Like other forms of anti-virus software, SentryFS connects to an online service that provides intelligence on how to prevent novel forms of ransomware from infecting the system. This service collects samples from the wild, analyzes them and determines what the victim selection criteria is, what the file access patterns are, are naming conventions targeted, should a regex be used or do we need to generate custom text using NLP, etc. All these findings are then shared with authenticated instances of SentryFS, which use the information to update the corresponding canaries. If SentryFS discovers a ransomware instance, the binary is promptly shared with anti-ransomware service for analysis. Furthermore, the service is also responsible for generating the AI-based scoring agent. The goal is to train a model that can examine the behavior of a process that has updated some files and give a score based on how suspicious the activity appears. To this end, we will train a classifier (either using ensemble learning methods or deep learning models with varying architectures) to output a probability score indicating whether the process is malicious or not. For training, we will use our own dataset, which was collected during analysis of the malware samples on air-gapped machines in our lab.
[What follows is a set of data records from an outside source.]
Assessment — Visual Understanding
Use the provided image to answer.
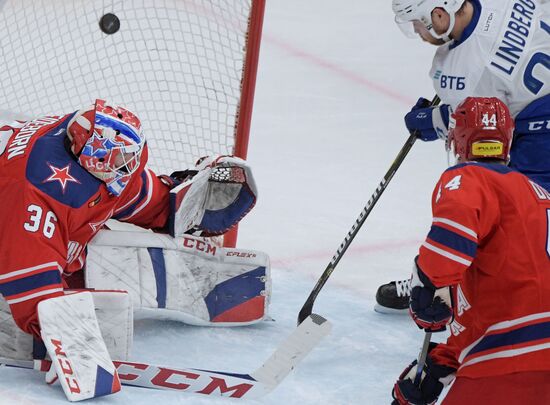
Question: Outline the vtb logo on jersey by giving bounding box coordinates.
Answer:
[43,163,81,194]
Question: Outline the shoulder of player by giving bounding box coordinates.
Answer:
[441,162,525,185]
[443,162,520,176]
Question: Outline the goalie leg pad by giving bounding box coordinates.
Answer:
[86,231,271,326]
[38,292,120,401]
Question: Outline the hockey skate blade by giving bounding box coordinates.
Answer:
[374,304,409,315]
[250,314,332,392]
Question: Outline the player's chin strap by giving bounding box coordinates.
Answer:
[168,156,258,237]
Virtual Clones: In addition to honey files, SentryFS also leverages virtual clones of files . This prevents an evasive ransomware from directly encrypting the files of a user. Furthermore, a profile of the write operations of an evasive ransomware caught manually by the user, will then disseminated to other users via the anti-ransowmare service.
Conclusion and Future Work: We perform a basic study to understand the infection patterns and victim-selection strategies of ransomware to improve honey files. The findings have been cataloged and baked into the prototype SentryFS system. This is still a work-in-progress but currently, the system can generate and deploy certain types of honey files and raise alerts if any of the honey files are updated. Going forward, we will be working on the anti-ransomware service and the NLP text synthesizing agent.